MySQL - SPLessons

MySQL DCL

Chapter 13

SPLessons 5 Steps, 3 Clicks
5 Steps - 3 Clicks

MySQL DCL

MySQL DCL

shape Description

To perform DML operations on a table permissions are required and are called Privileges. These privileges can be controlled efficiently by using MySQL DCL statements.

MySQL Data Control Language is similar to SQL Data Control Language and these are classified into two types:

shape Conceptual
figure

Grant

shape Description

Grant is used to grant permissions to the clients.In the MySQL database, it offers both the server and client a great amount of control privileges. At the server side of the procedure, it incorporates the possibility for the server to control certain customer benefits over the MySQL database away and reducing their connection permissions from the database or giving limited authorizations for a particular table.

shape Syntax

GRANT { ALL | statement [ ,…n ] }
TO security_account [ ,…n ]

shape Examples

By viewing the below example, the concept of grant command can be easily understood.

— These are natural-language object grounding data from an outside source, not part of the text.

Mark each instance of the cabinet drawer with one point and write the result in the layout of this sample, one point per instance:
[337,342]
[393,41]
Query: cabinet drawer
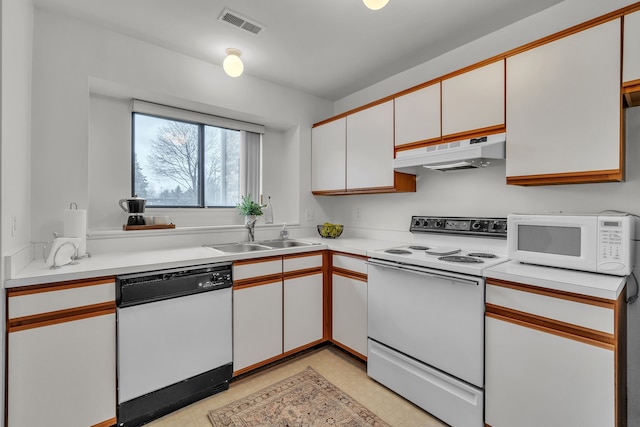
[302,262]
[66,296]
[250,269]
[351,263]
[577,313]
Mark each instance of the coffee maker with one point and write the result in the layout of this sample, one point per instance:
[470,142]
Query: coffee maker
[134,206]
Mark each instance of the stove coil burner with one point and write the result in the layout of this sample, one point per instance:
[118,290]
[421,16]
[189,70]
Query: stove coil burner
[398,251]
[483,255]
[460,258]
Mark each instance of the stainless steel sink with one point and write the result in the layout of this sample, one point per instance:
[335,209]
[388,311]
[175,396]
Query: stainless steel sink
[239,247]
[277,244]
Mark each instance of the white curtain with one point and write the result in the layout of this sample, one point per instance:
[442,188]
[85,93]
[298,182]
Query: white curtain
[250,173]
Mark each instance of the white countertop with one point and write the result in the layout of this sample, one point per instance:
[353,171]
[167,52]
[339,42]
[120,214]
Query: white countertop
[579,282]
[111,264]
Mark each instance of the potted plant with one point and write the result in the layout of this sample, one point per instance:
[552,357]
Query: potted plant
[251,211]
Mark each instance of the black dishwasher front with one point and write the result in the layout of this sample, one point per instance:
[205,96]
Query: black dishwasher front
[174,339]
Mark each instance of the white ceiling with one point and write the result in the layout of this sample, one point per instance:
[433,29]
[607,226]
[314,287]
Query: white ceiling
[327,48]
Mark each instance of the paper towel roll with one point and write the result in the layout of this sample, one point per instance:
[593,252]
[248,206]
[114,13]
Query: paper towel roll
[75,225]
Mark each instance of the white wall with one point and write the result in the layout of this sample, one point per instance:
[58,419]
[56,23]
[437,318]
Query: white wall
[16,41]
[82,78]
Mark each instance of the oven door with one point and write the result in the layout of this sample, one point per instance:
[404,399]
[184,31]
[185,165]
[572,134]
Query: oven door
[433,316]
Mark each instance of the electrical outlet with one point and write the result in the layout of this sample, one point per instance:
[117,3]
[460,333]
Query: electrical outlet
[309,214]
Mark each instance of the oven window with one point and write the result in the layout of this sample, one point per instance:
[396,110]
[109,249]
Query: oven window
[550,240]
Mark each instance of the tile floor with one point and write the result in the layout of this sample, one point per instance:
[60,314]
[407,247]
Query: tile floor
[339,368]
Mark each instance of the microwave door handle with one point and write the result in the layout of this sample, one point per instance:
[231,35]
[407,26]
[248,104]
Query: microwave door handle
[421,272]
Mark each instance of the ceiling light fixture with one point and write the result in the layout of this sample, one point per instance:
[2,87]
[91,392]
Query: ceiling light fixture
[375,4]
[232,64]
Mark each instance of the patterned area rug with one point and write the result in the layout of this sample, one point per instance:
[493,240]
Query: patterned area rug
[306,399]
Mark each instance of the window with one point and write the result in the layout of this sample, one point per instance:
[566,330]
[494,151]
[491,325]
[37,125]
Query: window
[179,161]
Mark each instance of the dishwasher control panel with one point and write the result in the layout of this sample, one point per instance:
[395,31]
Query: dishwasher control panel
[491,227]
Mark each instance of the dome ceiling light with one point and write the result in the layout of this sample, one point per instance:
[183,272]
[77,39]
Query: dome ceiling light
[232,64]
[375,4]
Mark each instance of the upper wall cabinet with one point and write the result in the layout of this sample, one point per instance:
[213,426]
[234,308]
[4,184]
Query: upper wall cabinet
[631,59]
[473,102]
[329,156]
[370,147]
[564,110]
[354,155]
[417,116]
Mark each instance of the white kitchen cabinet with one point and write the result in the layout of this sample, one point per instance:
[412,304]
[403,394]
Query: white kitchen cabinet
[62,355]
[257,312]
[349,303]
[554,356]
[328,156]
[370,147]
[302,311]
[417,116]
[474,101]
[563,110]
[631,59]
[257,324]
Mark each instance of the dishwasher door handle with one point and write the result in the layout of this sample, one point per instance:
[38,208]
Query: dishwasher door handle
[423,272]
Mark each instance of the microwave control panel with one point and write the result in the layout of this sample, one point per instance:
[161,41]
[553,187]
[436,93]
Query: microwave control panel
[615,236]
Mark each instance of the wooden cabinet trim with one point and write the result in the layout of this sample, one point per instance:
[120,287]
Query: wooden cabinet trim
[569,296]
[58,286]
[614,175]
[350,274]
[55,317]
[257,281]
[551,326]
[107,423]
[256,260]
[302,273]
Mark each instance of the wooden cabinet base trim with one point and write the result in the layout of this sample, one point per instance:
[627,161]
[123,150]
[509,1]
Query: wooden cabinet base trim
[46,319]
[349,350]
[569,296]
[58,286]
[257,281]
[613,175]
[350,274]
[107,423]
[553,327]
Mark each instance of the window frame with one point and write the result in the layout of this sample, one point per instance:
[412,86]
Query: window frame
[201,196]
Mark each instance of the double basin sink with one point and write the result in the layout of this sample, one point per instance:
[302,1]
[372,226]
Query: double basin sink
[264,245]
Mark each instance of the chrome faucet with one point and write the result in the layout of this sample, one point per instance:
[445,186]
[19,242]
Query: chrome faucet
[250,225]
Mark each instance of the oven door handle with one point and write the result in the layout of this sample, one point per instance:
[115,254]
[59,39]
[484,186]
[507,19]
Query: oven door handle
[421,272]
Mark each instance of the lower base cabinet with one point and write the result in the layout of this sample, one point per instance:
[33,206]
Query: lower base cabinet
[61,350]
[553,361]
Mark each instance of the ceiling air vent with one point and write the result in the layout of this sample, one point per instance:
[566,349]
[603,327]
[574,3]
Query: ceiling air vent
[240,21]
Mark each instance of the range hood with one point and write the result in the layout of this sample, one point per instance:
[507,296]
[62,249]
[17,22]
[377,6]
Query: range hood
[464,154]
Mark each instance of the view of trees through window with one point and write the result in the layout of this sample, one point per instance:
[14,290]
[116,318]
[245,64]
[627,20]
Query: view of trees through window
[182,164]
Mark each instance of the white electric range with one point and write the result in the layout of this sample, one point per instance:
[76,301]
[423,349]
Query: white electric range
[426,314]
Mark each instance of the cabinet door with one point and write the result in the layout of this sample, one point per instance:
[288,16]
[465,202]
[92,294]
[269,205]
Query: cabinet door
[553,380]
[349,313]
[563,109]
[631,53]
[257,324]
[370,147]
[64,374]
[473,100]
[328,156]
[302,311]
[417,116]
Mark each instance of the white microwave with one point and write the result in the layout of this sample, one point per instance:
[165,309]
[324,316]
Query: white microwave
[598,243]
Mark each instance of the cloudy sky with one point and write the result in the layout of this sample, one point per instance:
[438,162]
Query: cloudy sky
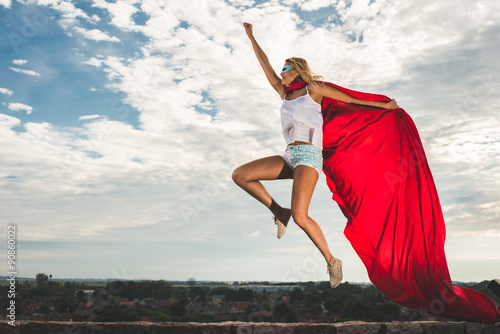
[122,121]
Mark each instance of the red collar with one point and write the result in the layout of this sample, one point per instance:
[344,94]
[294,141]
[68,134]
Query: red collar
[294,86]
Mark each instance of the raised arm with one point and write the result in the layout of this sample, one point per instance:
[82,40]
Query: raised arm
[273,78]
[334,93]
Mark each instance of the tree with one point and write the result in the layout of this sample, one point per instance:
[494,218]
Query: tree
[283,313]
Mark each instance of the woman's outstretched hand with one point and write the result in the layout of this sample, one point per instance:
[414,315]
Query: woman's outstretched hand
[248,29]
[391,104]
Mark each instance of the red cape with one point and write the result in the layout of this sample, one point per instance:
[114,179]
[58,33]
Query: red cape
[376,168]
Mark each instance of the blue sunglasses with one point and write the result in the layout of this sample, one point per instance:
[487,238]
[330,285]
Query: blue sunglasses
[286,68]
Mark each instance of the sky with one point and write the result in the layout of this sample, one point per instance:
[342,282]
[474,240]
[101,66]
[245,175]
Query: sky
[121,123]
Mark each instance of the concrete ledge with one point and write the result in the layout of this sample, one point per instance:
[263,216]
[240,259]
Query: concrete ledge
[352,327]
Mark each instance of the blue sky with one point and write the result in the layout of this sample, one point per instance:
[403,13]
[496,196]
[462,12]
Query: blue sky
[121,123]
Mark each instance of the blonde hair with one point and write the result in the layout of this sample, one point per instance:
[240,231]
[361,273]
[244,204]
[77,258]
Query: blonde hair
[304,70]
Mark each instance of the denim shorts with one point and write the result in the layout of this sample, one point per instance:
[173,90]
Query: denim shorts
[307,155]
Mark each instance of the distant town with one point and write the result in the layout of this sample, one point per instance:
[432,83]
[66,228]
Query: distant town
[91,300]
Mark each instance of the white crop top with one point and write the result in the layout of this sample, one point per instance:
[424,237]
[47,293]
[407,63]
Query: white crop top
[301,119]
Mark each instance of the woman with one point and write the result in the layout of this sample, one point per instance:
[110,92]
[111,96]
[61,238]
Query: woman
[302,121]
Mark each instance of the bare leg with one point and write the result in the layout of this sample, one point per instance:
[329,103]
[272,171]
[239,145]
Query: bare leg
[246,176]
[304,182]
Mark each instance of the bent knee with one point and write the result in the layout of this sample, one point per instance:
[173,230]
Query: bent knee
[238,176]
[299,217]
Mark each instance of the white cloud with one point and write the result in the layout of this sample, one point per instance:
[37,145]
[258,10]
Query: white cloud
[6,3]
[69,13]
[19,61]
[20,106]
[6,91]
[121,13]
[87,117]
[23,71]
[93,62]
[96,35]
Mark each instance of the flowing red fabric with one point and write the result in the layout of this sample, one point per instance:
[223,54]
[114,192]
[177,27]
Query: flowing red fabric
[376,168]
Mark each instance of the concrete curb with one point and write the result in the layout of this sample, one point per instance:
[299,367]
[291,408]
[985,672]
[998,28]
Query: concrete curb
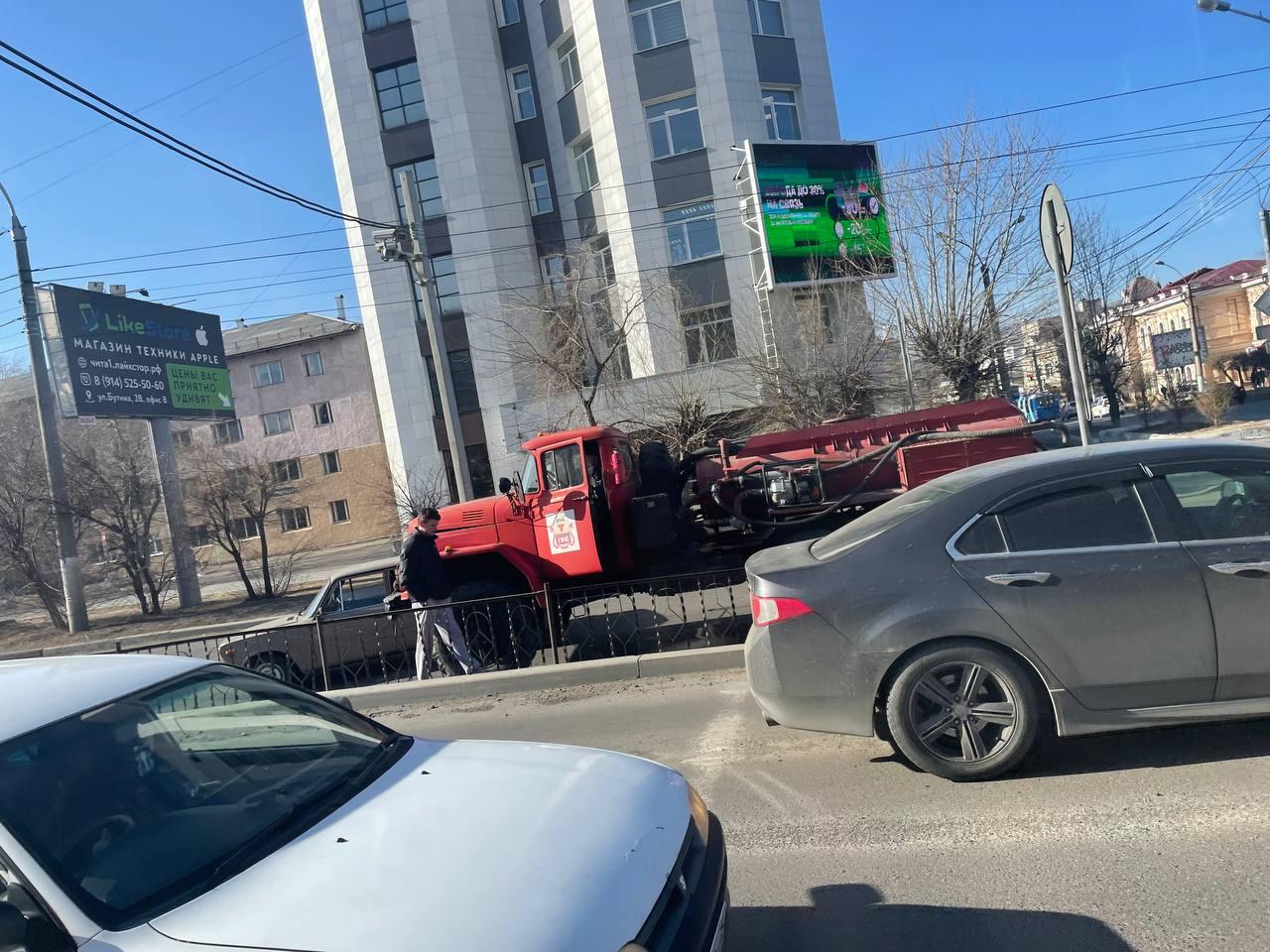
[556,675]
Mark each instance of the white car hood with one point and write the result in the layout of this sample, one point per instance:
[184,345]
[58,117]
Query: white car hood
[463,846]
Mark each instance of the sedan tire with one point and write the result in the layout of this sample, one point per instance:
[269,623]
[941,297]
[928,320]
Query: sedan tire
[962,711]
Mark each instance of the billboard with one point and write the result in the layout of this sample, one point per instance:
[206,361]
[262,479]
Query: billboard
[1171,349]
[822,213]
[118,357]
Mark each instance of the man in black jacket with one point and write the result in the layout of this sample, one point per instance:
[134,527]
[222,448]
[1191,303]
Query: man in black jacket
[423,576]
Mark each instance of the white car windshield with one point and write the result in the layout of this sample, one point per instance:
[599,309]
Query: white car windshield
[141,803]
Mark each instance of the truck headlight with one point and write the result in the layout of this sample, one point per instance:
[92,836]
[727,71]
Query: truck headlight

mysql>grant select on sample.* to reader@localhost identified by 'secret';
Query OK,0 rows affected 
mysql>exit;
Bye
D:\MySQL\bin>mysql -u reader -p
mysql> show databases;
+--------------------+
| Database           |
+--------------------+
| information_schema |
| employee           |
| mysql              |
| performance_schema |
| sakila             |
| sys                |
| world              |
+--------------------+
7 rows in set (0.00 sec)
mysql> select * from employee;
+--------+----------+-------+
| emp_id | emp_name |salary |
+--------+----------+-------+
|   1001 | mike     | 12000 |
|   1002 | maze     | 13000 |
|   1003 | jack     | 14000 |
+--------+----------+-------+
3 rows in set (0.04 sec)

In the above example, the user have been granted only read permissions on tables, but cannot alter or change any values in the table.

Revoke

shape Description

The revoke command will cancel all the permissions from the user.

shape Syntax

REVOKE
<priv_type> [<column_list>]
[ priv_type [<column_list>]] …
ON [object_type] priv_level
FROM user [user] …

REVOKE ALL PRIVILEGES, GRANT OPTION
FROM user [ user] …

shape Examples

By viewing the below example, the concept of revoke command can be easily understood.

mysql> SHOW GRANTS FOR 'david'@'localhost';
+----------------------------------------------------------------------+
| Grants for david@localhost                                           |
+----------------------------------------------------------------------+
| GRANT ALL PRIVILEGES ON *.* TO 'david'@'localhost' WITH GRANT OPTION |
+----------------------------------------------------------------------+
1 row in set (0.00 sec)mysql> REVOKE ALL PRIVILEGES, GRANT OPTION FROM 'david'@'localhost';
Query OK, 0 rows affected (0.00 sec)
mysql> show revoke for 'david'@'localhost';
ERROR 1064 (42000): there is no localhost user

In the above example, the localhost user david is assigned read permissions on all the tables and by using revoke command all the grant permissions have been revoked on localhost david.  

Summary

shape Key Points

  • To perform DML operation on a table, permissions are required those permissions are called as privileges.
  • Grant – Grant  permissions to users.
  • Revoke – Revoke permissions from users.